EBoard 19: Analyzing recursive algorithms
Warning This class is being recorded and transcribed. At least I think
it is.
Approximate overview
- Administrivia
- About MP5
- Our GitHub testing repo
- Summary of yesterday’s majors session
- Questions
- Advantages of big-O notation
- Some more practice analyzing iterative algorithms
- Analyzing recursive algorithms
- More practice
Administrivia
Upcoming Token activities
Academic
- Mentor Session, Sunday, 4pm.
Cultural
Peer
Wellness
- CS picnic, today, 4pm, Natatorium
Misc
- Second-year spotlight event, today, 4:00-6:30 p.m. in the Kernel
or Husk Atrium.
- Stop by and visit OCS and tell them Sam sent you.
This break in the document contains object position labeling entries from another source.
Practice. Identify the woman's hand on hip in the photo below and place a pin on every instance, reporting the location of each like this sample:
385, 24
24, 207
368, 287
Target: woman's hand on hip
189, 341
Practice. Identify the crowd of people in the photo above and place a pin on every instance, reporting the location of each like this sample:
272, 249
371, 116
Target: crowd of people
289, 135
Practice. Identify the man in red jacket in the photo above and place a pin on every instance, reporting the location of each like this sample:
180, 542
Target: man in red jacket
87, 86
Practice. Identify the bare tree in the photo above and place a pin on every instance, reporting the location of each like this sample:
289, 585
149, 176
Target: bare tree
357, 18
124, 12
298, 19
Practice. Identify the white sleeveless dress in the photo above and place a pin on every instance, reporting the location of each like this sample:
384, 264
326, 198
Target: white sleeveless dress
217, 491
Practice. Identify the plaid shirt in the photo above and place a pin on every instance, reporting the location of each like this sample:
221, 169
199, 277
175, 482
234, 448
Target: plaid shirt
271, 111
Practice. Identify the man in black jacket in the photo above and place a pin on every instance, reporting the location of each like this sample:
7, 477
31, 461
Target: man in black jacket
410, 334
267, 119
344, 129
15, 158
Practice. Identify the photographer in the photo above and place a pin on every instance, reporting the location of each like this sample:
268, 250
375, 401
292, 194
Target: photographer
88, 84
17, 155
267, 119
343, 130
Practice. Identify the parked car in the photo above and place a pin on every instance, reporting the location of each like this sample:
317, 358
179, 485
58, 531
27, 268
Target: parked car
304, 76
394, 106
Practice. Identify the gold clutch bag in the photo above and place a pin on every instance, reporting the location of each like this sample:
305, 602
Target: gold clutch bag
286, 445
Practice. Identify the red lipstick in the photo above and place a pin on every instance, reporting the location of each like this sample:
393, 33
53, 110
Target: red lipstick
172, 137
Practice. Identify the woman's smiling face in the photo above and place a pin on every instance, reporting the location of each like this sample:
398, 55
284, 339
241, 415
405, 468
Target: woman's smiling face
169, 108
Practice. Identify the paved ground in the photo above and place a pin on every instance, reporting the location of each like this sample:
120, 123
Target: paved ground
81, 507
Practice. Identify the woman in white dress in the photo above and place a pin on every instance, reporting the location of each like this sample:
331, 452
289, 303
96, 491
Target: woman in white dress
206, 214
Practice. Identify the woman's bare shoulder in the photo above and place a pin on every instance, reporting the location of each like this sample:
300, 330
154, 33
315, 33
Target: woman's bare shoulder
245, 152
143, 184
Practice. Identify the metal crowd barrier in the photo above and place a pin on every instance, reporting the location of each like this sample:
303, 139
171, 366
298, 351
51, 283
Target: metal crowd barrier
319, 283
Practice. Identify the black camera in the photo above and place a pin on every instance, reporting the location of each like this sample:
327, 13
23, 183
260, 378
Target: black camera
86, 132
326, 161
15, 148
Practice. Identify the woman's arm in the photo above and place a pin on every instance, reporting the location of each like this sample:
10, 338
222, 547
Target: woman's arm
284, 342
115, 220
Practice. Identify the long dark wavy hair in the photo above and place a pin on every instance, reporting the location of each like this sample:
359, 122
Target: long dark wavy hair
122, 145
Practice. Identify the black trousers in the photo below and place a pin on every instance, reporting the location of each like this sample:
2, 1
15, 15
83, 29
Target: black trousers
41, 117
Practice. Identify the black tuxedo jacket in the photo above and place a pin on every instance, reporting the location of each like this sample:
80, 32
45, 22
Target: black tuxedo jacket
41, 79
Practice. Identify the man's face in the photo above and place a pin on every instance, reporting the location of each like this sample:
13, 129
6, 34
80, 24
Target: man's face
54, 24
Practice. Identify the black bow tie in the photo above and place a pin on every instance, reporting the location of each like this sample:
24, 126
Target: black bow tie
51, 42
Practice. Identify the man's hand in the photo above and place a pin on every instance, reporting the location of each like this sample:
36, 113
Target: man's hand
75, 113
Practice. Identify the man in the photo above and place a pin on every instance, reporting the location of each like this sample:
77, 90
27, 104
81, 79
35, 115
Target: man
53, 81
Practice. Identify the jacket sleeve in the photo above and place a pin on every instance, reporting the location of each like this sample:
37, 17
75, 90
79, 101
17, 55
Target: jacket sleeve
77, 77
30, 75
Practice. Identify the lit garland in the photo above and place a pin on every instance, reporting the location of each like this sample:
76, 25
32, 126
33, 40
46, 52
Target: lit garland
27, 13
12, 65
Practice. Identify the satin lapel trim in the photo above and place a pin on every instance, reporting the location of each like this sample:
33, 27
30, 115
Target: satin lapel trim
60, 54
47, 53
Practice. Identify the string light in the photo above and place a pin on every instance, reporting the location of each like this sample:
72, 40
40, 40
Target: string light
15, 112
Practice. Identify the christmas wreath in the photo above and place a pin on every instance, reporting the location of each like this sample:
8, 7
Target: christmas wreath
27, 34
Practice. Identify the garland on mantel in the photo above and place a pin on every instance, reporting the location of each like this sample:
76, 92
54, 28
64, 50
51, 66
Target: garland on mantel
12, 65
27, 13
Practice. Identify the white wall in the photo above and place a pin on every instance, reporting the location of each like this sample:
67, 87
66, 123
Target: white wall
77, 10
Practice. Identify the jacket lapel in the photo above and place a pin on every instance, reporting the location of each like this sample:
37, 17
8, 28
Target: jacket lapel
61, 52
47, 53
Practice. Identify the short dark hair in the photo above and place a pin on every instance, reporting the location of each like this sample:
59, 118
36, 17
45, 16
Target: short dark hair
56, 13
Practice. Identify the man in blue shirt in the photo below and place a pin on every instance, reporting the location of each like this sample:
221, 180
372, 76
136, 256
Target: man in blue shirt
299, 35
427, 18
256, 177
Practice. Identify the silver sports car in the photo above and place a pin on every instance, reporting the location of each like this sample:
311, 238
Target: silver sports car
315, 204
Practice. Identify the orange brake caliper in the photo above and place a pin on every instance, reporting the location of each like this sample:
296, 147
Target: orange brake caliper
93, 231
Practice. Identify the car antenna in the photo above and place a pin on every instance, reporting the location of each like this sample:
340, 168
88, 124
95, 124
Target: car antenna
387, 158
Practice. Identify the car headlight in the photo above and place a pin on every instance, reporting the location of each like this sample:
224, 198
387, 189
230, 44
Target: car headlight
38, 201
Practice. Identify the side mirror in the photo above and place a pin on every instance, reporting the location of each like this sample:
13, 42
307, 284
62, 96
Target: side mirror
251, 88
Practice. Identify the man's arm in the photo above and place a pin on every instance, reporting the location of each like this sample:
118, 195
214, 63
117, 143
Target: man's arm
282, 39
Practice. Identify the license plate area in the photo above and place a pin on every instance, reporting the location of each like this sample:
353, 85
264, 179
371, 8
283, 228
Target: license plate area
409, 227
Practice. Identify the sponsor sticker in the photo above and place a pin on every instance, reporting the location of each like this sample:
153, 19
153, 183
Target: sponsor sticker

- Fireman’s breakfast, Sunday 6am-noon at the firehouse. Free will donation.
- I will reimburse you up to $10.
Other good things (no tokens)
- Volleyball vs. Lawrence Saturday at 1pm (Senior Day).
- Play this weekend. Everybody. Friday and Saturday
at 7:30 p.m. in Flanagan. Sunday at 2:00 also in Flanagan. Get
tickets at the box office starting at noon on Thursday. (Maybe
before.) The box office is in Bucksbaum, near the courtyard.
Upcoming work
- Tonight: MP4 post-assessment
- Sunday night: MP5 pre-assessment
- Monday: Readings on lambda in the Java Tutorial and Priority Queues
- Thursday: MP5
Friday PSA
- You are awesome.
- I’d like you to be well.
- Think about the legality of what you do.
- Choose what is appropriate for you.
- Consent is essential.
About MP5
- We are writing the back end for an AAC which maps presses on buttons
to spoken text.
- You get to see what other people’s assignments look like.
Our testing repo
Having a common repo ended up being a good example of what goes wrong
when you have a common repo (and novice GitHub users). We’re going
to talk through some of them.
Sam: Turn off the recording.
Why do random files get added?
Because someone typed something like git add . or git add *,
rather than the better git add FILENAME.
The other commands sometimes add extra cruft to the repo.
Important note: The .gitignore file tells git what not to add
when you do something careless like git add . (which way too many
guides tell you to do).
Sam: Turn on the recording.
Some other notes:
- Once you’re working with real code and other people, NEVER commit code
that doesn’t run.
- Be careful about putting cruft in the repo.
- Sam needs to teach you about branching.
Summary of yesterday’s majors session
- What classes are being offered in the future? See the diagram.
- How do I get an advisor? We’ll have an advisor session in the spring.
You will attend, hear about our advising philosophy (Sam’s is “Make
fun of your advisees”), fill out a form giving preferences, and cross
your fingers.
- Your advisor is usually one of the CS faculty (or Sarah Dahlby Albright)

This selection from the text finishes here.